Non è un mistero che le conferenze stampa della premier siano ormai rare come eclissi. Quando arrivano, sono blindate nel tempo e nella forma: risposte brevi, nessuna voglia di dialogare, lo sguardo già rivolto all’orologio. La scena si ripete: la domanda arriva, la replica è stringata, il microfono viene spento e la presidente scompare. Nessuna possibilità di contraddittorio, nessuno spazio per la verifica.
Molto più spesso, il canale scelto per comunicare è quello dei social: un video registrato, montato, pubblicato. Il messaggio arriva senza mediazioni, senza domande, senza fastidi. È un monologo, non un confronto. Ed è proprio questo il punto: la rinuncia al rito democratico della conferenza stampa significa rinunciare a un pezzo essenziale del patto tra governo e cittadini.
Perché la stampa, in una democrazia, non è un orpello. Non è il fondo scenico di una rappresentazione politica. È un cane da guardia: fa domande, incalza, chiede conto delle decisioni, misura le contraddizioni, verifica la coerenza. A volte è scomoda, quasi sempre è fastidiosa per chi governa. Ma è proprio da quel fastidio che nasce il valore della libertà.
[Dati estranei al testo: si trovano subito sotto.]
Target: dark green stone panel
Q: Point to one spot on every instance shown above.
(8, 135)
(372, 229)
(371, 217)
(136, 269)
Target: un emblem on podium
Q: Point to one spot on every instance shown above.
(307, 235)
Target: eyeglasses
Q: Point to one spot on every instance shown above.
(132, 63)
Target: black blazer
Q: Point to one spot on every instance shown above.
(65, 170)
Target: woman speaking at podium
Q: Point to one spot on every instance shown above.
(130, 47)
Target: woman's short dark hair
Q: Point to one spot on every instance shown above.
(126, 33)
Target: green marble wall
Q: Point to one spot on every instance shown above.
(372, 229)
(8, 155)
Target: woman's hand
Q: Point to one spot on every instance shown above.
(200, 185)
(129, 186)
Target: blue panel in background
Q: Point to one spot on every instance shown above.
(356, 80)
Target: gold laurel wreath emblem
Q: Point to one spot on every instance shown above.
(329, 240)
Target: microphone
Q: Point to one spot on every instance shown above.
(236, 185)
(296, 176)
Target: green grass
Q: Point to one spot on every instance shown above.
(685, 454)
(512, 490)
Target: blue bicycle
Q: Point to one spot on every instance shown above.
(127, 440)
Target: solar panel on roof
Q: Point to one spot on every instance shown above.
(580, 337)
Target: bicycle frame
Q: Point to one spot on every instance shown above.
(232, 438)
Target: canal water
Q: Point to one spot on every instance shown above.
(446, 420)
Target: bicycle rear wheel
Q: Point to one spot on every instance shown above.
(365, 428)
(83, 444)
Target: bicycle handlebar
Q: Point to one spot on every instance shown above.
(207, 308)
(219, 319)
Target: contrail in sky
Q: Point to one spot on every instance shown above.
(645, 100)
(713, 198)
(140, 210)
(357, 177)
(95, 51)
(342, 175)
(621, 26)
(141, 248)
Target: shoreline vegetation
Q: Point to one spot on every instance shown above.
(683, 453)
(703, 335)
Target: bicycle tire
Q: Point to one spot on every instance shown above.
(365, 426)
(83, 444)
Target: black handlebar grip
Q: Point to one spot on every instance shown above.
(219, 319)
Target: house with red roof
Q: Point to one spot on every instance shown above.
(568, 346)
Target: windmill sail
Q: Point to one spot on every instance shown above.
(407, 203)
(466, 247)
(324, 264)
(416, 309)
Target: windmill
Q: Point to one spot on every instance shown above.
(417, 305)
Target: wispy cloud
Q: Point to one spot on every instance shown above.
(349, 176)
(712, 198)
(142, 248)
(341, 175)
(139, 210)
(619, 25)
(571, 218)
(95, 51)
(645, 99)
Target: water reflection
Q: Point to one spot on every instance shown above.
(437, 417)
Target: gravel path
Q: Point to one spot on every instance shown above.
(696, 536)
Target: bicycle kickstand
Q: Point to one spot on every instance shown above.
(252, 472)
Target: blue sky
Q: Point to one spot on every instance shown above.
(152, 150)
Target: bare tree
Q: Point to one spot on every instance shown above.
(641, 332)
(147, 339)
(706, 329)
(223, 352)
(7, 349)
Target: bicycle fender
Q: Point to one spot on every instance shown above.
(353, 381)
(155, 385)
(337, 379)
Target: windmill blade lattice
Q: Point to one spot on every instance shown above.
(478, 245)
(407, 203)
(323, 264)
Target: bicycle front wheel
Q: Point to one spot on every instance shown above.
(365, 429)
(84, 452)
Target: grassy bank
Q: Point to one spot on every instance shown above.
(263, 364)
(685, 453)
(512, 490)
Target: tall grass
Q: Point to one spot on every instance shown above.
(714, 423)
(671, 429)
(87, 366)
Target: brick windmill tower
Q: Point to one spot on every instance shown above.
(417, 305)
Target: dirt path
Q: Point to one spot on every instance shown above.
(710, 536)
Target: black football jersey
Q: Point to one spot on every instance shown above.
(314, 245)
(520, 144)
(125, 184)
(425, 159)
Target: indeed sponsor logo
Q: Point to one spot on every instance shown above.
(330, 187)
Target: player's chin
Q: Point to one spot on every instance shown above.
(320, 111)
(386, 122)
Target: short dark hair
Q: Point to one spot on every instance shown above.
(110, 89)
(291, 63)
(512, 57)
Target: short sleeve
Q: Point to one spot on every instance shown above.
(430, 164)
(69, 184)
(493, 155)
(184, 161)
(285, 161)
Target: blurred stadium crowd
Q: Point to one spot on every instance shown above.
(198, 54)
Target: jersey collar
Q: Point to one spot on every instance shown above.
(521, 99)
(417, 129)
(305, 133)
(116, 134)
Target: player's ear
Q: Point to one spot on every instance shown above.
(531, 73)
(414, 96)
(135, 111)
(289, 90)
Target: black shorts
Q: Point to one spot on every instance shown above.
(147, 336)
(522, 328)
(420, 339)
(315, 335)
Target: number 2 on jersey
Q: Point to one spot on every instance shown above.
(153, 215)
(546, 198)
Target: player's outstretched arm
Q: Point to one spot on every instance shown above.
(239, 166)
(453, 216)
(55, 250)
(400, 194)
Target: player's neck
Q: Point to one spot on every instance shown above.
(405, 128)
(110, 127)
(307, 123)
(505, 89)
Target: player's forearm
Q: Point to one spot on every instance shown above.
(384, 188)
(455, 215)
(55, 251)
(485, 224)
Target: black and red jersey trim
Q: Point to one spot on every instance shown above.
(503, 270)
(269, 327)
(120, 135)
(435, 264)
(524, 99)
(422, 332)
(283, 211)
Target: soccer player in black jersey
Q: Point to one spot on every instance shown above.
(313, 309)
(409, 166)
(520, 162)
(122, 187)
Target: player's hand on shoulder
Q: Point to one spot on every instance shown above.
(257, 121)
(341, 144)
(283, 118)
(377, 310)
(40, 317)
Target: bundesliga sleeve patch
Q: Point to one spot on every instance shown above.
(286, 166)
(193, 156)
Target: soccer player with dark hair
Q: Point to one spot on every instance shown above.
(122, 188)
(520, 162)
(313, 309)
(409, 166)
La presidente del Consiglio – che pure è bravissima nei botta-e-risposta – sembra invece leggere le domande come trappole e i giornalisti come avversari. Non come interlocutori che esercitano un ruolo previsto dalla Costituzione e necessario alla salute della democrazia. Eppure il dovere di rendere conto non è un favore che si concede: è parte integrante del mandato. Chi ha il massimo potere deve accettare il massimo del controllo. Non da parte di un’istituzione antagonista, ma da parte di chi porta la voce dei cittadini e li informa. Non si governa a colpi di videoclip né con i tweettravestiti da comunicati. Si governa anche rispondendo, argomentando, spiegando.
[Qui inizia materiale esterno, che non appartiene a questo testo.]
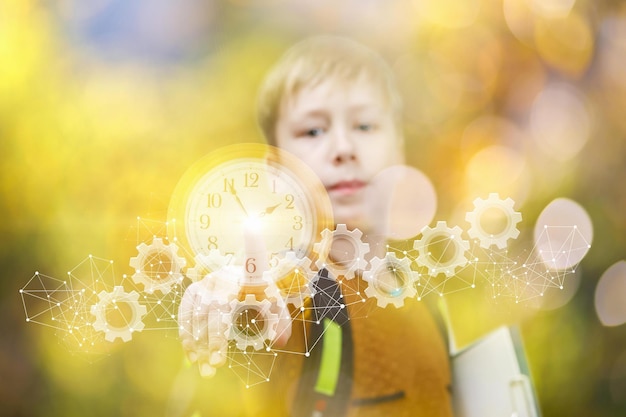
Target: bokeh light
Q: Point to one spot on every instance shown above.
(563, 234)
(104, 104)
(610, 295)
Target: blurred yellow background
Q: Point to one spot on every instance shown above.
(104, 104)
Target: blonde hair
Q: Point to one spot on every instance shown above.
(317, 59)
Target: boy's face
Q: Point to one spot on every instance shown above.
(346, 133)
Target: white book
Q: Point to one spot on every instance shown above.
(490, 377)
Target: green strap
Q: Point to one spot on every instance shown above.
(331, 359)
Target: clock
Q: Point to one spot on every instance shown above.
(249, 189)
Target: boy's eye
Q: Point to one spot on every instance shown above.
(365, 127)
(314, 132)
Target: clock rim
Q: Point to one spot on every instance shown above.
(316, 193)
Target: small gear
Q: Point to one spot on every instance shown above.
(157, 266)
(127, 304)
(390, 280)
(221, 286)
(293, 277)
(341, 252)
(441, 249)
(495, 209)
(204, 264)
(251, 322)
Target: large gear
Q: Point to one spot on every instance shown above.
(443, 263)
(390, 280)
(293, 278)
(504, 210)
(205, 264)
(114, 300)
(251, 322)
(157, 266)
(347, 241)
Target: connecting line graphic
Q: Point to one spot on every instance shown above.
(93, 307)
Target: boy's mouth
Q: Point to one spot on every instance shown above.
(346, 187)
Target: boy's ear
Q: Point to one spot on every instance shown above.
(400, 150)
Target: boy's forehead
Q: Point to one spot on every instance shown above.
(356, 92)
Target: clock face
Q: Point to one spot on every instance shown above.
(247, 187)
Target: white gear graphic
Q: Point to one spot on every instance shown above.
(205, 264)
(441, 233)
(342, 267)
(477, 231)
(251, 322)
(157, 266)
(113, 299)
(293, 278)
(378, 280)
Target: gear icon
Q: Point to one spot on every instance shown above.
(341, 252)
(251, 322)
(205, 264)
(157, 266)
(390, 280)
(293, 277)
(486, 221)
(127, 310)
(441, 249)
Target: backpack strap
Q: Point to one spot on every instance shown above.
(326, 382)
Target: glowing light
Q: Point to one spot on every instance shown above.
(610, 295)
(449, 13)
(560, 122)
(496, 169)
(563, 234)
(407, 199)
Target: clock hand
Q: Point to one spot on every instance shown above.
(234, 193)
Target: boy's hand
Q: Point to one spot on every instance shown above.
(202, 332)
(202, 329)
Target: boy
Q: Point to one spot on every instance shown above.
(333, 103)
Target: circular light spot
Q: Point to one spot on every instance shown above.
(563, 234)
(610, 295)
(496, 169)
(407, 200)
(560, 122)
(449, 13)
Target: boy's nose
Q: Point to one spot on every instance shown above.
(343, 146)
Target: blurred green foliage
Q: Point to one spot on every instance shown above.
(99, 119)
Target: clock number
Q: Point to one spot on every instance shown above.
(289, 198)
(250, 265)
(251, 180)
(273, 260)
(205, 221)
(214, 200)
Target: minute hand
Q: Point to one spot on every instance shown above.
(234, 193)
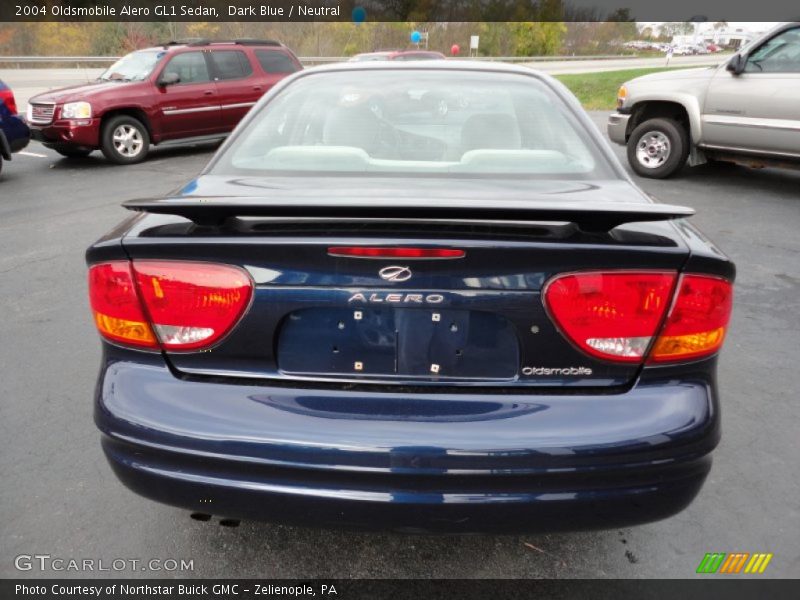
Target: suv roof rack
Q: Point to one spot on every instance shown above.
(183, 42)
(239, 42)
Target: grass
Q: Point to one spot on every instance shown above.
(598, 91)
Il fuori onda di Washington ha il sapore della sincerità. Perché è lì, nell’istante in cui crede di non essere ascoltata, che la premier confessa la sua vera convinzione: la stampa italiana è un corpo estraneo, da evitare. Ma se il giornalismo viene visto come un nemico da neutralizzare, allora la democrazia si impoverisce. Perde uno dei suoi contrappesi fondamentali.
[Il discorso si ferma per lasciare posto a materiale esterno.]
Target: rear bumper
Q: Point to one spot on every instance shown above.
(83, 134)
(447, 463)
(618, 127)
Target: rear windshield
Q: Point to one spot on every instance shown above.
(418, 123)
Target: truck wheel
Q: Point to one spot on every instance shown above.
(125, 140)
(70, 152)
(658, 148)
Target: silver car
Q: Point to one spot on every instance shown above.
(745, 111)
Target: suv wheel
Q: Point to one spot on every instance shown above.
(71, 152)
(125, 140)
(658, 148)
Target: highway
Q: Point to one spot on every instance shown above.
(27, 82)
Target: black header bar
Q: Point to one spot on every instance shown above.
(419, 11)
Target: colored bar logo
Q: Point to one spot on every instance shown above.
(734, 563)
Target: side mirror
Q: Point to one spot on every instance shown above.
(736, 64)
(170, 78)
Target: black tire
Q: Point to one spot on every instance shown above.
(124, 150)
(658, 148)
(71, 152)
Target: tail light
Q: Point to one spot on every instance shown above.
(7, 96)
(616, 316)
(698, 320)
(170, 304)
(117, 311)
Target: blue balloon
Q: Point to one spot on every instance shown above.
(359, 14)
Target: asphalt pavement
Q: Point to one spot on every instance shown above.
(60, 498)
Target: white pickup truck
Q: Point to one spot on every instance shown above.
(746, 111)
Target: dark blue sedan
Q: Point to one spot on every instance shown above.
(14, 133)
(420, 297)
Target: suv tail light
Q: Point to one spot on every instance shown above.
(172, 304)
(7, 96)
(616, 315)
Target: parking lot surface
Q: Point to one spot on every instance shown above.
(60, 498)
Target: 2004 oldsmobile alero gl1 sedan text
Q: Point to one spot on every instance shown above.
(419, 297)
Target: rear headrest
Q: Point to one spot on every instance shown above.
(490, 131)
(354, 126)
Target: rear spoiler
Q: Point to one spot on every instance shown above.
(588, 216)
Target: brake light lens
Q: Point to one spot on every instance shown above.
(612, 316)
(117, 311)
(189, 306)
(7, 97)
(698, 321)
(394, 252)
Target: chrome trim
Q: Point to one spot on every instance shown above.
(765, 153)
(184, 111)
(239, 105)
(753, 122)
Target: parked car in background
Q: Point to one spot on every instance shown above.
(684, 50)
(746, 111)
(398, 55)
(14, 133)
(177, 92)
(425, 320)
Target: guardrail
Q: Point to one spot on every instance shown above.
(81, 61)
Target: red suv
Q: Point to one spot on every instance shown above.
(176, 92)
Il paradosso è che proprio i leader più forti, quelli che hanno la maggioranza solida e il consenso alto, dovrebbero sentirsi liberi di affrontare le domande, invece di rifuggirle. Perché non hanno nulla da temere, se non la verità delle proprie scelte. E la verità, in politica, non è mai un problema: è la condizione minima per chiedere fiducia ai cittadini. Il rischio, altrimenti, è quello di una democrazia silenziata, dove la comunicazione diventa propaganda e il confronto diventa sospetto. In cui il potere parla solo quando vuole, solo di ciò che vuole, solo come vuole. Ma la libertà di stampa non appartiene a chi governa.